Sebagian besar kita ingin melakukan praktek banting setir untuk mendongkrak penghasilan. Kita ingin mendapatkan penghasilan yang lebih dan itu menurut kita tidak mungkin didapat dari pekerjaan atau profesi yang kita geluti selama ini. Meski begitu, kita juga sadar bahwa penghasilan yang lebih banyak itu sepertinya tidak mungkin bisa didapatkan langsung. Ada masa transisi yang mungkin jauh lebih buruk dari yang kita perkirakan. Membayangkan masa transisi inilah yang membuat kita berat.
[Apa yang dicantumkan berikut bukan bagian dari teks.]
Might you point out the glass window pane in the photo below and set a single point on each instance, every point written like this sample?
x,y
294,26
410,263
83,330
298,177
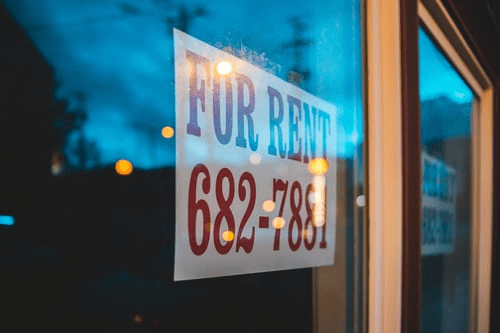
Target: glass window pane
x,y
87,181
446,108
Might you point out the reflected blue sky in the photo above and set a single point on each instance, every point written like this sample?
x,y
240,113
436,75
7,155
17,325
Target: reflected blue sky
x,y
119,54
445,97
437,76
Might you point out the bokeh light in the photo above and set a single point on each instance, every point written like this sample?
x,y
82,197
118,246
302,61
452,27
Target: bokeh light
x,y
124,167
278,222
167,132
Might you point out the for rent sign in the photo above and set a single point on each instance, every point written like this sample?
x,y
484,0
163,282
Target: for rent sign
x,y
255,168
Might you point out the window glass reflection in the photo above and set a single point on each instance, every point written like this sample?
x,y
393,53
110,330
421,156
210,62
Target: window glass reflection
x,y
87,137
446,109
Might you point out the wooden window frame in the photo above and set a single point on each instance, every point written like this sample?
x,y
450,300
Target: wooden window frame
x,y
393,132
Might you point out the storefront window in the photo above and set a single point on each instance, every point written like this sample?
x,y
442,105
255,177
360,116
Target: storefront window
x,y
88,179
446,111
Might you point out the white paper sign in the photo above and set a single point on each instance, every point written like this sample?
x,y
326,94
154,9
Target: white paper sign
x,y
246,198
438,206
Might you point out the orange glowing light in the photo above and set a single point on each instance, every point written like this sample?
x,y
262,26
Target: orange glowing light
x,y
318,166
123,167
278,222
224,67
167,132
228,236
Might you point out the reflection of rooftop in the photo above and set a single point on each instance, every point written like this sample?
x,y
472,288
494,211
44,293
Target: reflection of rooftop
x,y
443,118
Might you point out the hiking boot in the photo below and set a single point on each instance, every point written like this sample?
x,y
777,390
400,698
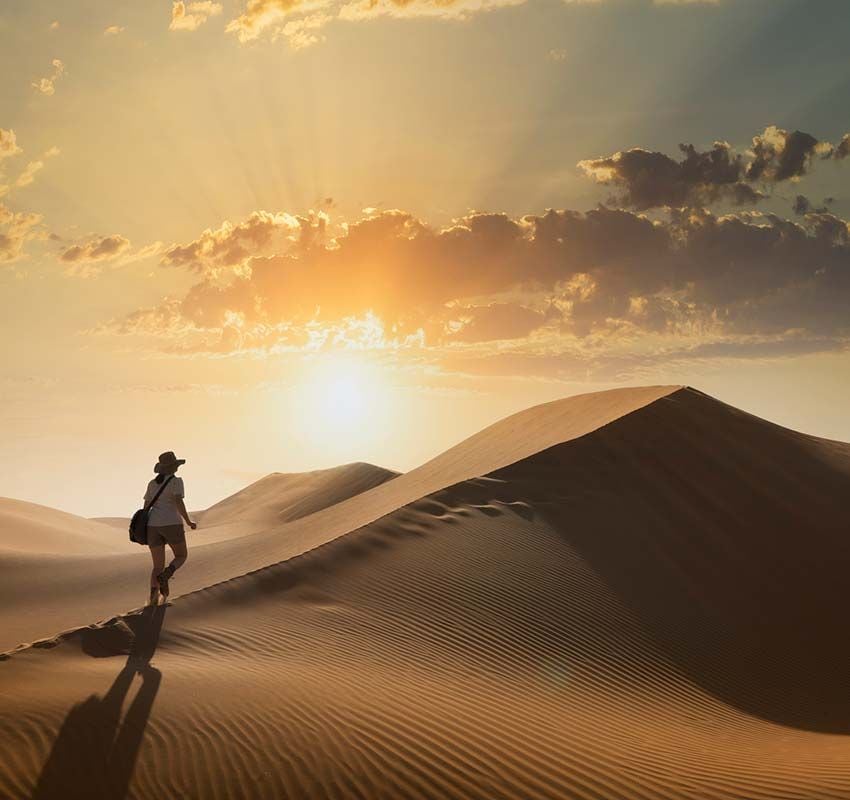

Ketiga alasan itulah yang kerap membikin banyak orang lebih memilih selamat dari ancaman ketimbang memperjuangkan yang lebih bagus (security vs maturity). Dari banyak orang yang saya ajak bicara, umumnya mereka mengatakan bahwa keputusannya untuk banting setir dulu karena “keterpaksaan” atau adanya force tertentu yang sifatnya sudah benar-benar super urgent. Ini misalnya saja: terkena PHK, bertengkar sama atasan, punya kasus di tempat kerja lama, sudah tidak menemukan celah yang memberikan harapan lebih bagus di bidang yang sekarang ini, bangkrut, merasa sudah kalah bersaing, harus pensiun, harus bayar utang, sudah malu mengajukan aplikasi, dan seterusnya.

Ada juga yang akhirnya memutuskan untuk banting setir karena ada tawaran atau peluang (new opportunity). Kalau membaca laporan Eric Digest (Changing Career Pattern, Brown, Bettina Lankard, 2000), ini biasanya dialami oleh orang-orang yang baru memasuki pasar kerja (alumni baru). Perkembangan sains dan teknologi telah memberikan berkah tersendiri buat mereka. Kebanyakan mereka banting setir bukan karena nganggur, tetapi karena tawaran dan peluang.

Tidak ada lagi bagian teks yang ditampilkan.